The Wild Olympics Act, reintroduced by U.S. Senator Patty Murray (D-WA) and U.S. Representative Derek Kilmer (D-WA06) at the start of this year’s Congressional session, crosses the next hurdle on its way to reaching President Biden’s desk and becoming law.

Photo: Olympic lupine, Kevin McNeal

Yesterday, Wed. July 12th, The Wild Olympics Wilderness and Wild and Scenic Rivers Act was the subject of a congressional hearing in the Senate Energy and Natural Resources Committee to gather more information before a subsequent vote in committee. The committee discussed the proposed legislation, including expert opinion and testimony from the Wild Olympics Campaign and its allies, alongside other public lands bills. Notably, both the US Forest Service (USFS) and the National Park Service (NPS) testified in support of the Wild Olympics legislation. 

The resulting net decline in habitat demonstrates the federal government’s failure to protect the Tribes’ treaty-reserved rights. In an era where we are witnessing unprecedented rollbacks of environmental safeguards on federal public lands, the Wild Olympics legislation would permanently protect some of the healthiest, intact salmon habitat left on the Peninsula. It is our heritage and cultural principles to protect the lands and waters Nature provides, as well as the natural resources she sustains. 
—Ron Allen, Jamestown S’Klallam Tribe Chairman  

Photo: Sol Duc falls, Kevin McNeal

The Wild Olympics legislation as introduced by Sen. Murray and Rep. Kilmer would designate the first Wilderness in Olympic National Forest in more than 30 years, and the first-ever Wild and Scenic Rivers on the Olympic Peninsula.

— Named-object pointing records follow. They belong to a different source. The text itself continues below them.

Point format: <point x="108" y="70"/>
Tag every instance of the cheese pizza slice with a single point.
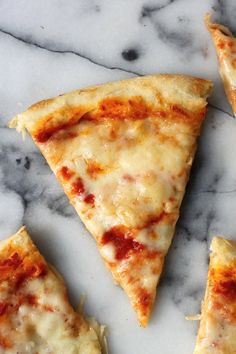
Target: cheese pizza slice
<point x="225" y="45"/>
<point x="122" y="152"/>
<point x="35" y="314"/>
<point x="217" y="332"/>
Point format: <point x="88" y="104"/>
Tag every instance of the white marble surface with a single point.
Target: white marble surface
<point x="49" y="47"/>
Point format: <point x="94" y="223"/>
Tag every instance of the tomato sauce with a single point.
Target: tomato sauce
<point x="66" y="173"/>
<point x="89" y="199"/>
<point x="144" y="300"/>
<point x="123" y="242"/>
<point x="78" y="187"/>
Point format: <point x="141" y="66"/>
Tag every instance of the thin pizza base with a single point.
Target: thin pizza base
<point x="217" y="332"/>
<point x="122" y="152"/>
<point x="35" y="314"/>
<point x="225" y="45"/>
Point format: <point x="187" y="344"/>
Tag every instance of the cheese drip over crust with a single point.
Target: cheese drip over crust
<point x="35" y="314"/>
<point x="122" y="152"/>
<point x="217" y="332"/>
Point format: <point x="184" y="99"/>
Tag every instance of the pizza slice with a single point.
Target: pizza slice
<point x="225" y="45"/>
<point x="122" y="152"/>
<point x="217" y="332"/>
<point x="35" y="314"/>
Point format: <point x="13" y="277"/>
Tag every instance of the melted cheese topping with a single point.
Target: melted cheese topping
<point x="123" y="152"/>
<point x="35" y="315"/>
<point x="217" y="333"/>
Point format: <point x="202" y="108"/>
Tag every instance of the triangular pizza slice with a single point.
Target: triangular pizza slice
<point x="122" y="152"/>
<point x="217" y="332"/>
<point x="225" y="45"/>
<point x="35" y="314"/>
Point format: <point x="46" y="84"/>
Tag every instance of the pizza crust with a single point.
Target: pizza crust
<point x="122" y="152"/>
<point x="35" y="314"/>
<point x="217" y="331"/>
<point x="225" y="45"/>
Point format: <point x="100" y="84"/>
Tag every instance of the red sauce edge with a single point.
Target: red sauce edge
<point x="66" y="173"/>
<point x="123" y="242"/>
<point x="45" y="134"/>
<point x="144" y="300"/>
<point x="109" y="108"/>
<point x="78" y="187"/>
<point x="226" y="288"/>
<point x="89" y="199"/>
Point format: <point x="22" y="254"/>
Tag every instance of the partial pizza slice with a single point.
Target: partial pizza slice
<point x="35" y="314"/>
<point x="225" y="44"/>
<point x="123" y="152"/>
<point x="217" y="332"/>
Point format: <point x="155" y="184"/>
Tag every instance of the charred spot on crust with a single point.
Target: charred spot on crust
<point x="130" y="54"/>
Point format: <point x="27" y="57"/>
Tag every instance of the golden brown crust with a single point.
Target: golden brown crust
<point x="29" y="289"/>
<point x="225" y="45"/>
<point x="218" y="321"/>
<point x="164" y="90"/>
<point x="96" y="141"/>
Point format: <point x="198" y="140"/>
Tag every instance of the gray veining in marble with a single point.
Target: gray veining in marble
<point x="47" y="48"/>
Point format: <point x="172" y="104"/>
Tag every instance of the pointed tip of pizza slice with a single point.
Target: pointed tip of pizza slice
<point x="217" y="331"/>
<point x="35" y="312"/>
<point x="123" y="152"/>
<point x="225" y="45"/>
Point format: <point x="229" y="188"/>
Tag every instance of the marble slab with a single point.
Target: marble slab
<point x="50" y="47"/>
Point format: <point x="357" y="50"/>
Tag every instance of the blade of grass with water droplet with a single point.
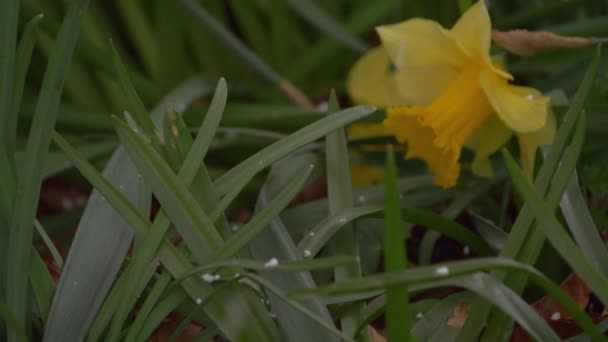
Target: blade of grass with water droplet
<point x="340" y="197"/>
<point x="145" y="255"/>
<point x="30" y="180"/>
<point x="556" y="234"/>
<point x="24" y="55"/>
<point x="104" y="232"/>
<point x="9" y="18"/>
<point x="467" y="274"/>
<point x="397" y="298"/>
<point x="299" y="326"/>
<point x="521" y="229"/>
<point x="241" y="174"/>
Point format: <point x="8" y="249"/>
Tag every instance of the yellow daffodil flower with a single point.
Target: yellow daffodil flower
<point x="444" y="92"/>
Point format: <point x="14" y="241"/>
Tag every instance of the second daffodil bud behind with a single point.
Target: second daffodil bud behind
<point x="443" y="92"/>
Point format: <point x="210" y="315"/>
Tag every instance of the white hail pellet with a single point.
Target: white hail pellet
<point x="442" y="270"/>
<point x="210" y="278"/>
<point x="273" y="262"/>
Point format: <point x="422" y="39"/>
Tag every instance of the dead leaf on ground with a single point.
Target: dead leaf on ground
<point x="459" y="315"/>
<point x="528" y="43"/>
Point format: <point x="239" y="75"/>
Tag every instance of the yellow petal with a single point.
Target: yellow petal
<point x="487" y="140"/>
<point x="368" y="81"/>
<point x="529" y="142"/>
<point x="419" y="86"/>
<point x="420" y="42"/>
<point x="473" y="31"/>
<point x="404" y="123"/>
<point x="523" y="109"/>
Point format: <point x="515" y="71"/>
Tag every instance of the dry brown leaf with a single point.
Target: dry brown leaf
<point x="528" y="43"/>
<point x="575" y="288"/>
<point x="376" y="335"/>
<point x="459" y="315"/>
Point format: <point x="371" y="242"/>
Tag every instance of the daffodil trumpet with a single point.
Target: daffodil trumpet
<point x="444" y="92"/>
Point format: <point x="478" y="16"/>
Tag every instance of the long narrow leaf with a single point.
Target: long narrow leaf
<point x="30" y="180"/>
<point x="397" y="315"/>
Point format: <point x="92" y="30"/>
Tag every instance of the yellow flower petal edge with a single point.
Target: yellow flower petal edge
<point x="523" y="109"/>
<point x="456" y="94"/>
<point x="485" y="142"/>
<point x="368" y="81"/>
<point x="403" y="123"/>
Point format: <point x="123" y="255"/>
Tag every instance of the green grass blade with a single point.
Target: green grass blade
<point x="8" y="43"/>
<point x="148" y="305"/>
<point x="261" y="220"/>
<point x="319" y="18"/>
<point x="300" y="327"/>
<point x="147" y="251"/>
<point x="138" y="110"/>
<point x="218" y="309"/>
<point x="518" y="236"/>
<point x="24" y="55"/>
<point x="160" y="312"/>
<point x="30" y="180"/>
<point x="49" y="244"/>
<point x="397" y="312"/>
<point x="466" y="274"/>
<point x="195" y="227"/>
<point x="328" y="326"/>
<point x="582" y="226"/>
<point x="340" y="196"/>
<point x="245" y="171"/>
<point x="318" y="236"/>
<point x="282" y="266"/>
<point x="104" y="233"/>
<point x="556" y="234"/>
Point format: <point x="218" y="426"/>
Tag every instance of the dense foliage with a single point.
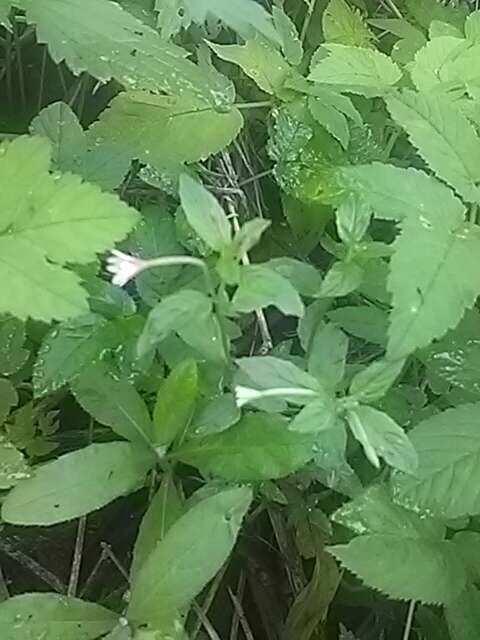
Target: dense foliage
<point x="239" y="253"/>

Specifically, the legislation would protect 126,000 acres of federal land managed by the Olympic National Forest. It would also designate 19 new Wild and Scenic Rivers plus their tributaries—totaling more than 460 river miles—throughout Olympic National Forest and Olympic National Park. The remote headwaters of Olympic National Forest are sensitive spawning grounds for salmon, cutthroat, summer steelhead, bull trout, and other species. Elk, bear, and other wildlife rely on these unfragmented, roadless forests to survive and thrive. 

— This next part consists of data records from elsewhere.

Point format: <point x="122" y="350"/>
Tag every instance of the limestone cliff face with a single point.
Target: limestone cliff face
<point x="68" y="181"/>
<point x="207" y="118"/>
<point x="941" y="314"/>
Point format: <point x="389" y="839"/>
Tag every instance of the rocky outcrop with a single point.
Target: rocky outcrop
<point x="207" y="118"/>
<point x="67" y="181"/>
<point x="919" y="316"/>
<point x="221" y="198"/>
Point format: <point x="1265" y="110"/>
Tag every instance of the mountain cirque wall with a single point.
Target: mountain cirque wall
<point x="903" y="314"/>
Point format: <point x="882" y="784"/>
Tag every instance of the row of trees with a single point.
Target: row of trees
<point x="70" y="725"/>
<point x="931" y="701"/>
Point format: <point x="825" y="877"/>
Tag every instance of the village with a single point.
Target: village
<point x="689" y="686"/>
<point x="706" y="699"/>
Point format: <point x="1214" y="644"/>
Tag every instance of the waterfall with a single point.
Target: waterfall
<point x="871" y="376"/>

Senator Murray and Representative Kilmer’s Wild Olympics legislation will help protect our state’s shellfish industry, including hundreds of shellfishing jobs in Hood Canal alone – and many more in related industries like processing, shipping, and sales. … Our oyster beds depend on the clean, cold, silt-free water that drains off Olympic National Forest into Hood Canal. Protecting these watersheds allows our industry to grow, expand and continue to benefit the economy and ecology of Washington State.
Bill Taylor, President of Taylor Shellfish Farms (Shelton)

Timber is and always will be part of the Olympic Peninsula’s proud heritage. But our ancient forests and wild rivers are the natural legacies we will leave to our children and grandchildren. Senator Murray and Representative Kilmer’s bill protects our natural heritage while respecting our timber heritage. I thank them for their thoughtful leadership, and future generations will thank them too.
—Fred Rakevich, Retired logger and 49- year veteran of the timber industry (Elma)

We thank Senator Murray and her staff for continuing to champion the Wild Olympics Act and ensuring its inclusion in this latest Senate subcommittee hearing. The bill will now move back to the Senate Energy and Natural Resources Committee at large for further consideration. 

Our work to see Wild Olympics become a reality has spanned a decade of locally-driven public debate, exhaustive revision, and compromise to create the Wild Olympics Act and to ensure it provides the greatest possible benefit to our wild lands and waters, communities, and economy. We are encouraged by the latest subcommittee hearing and remain optimistic after the Wild Olympics Act passed the House with bipartisan support and advanced farther than ever before in the Senate last year.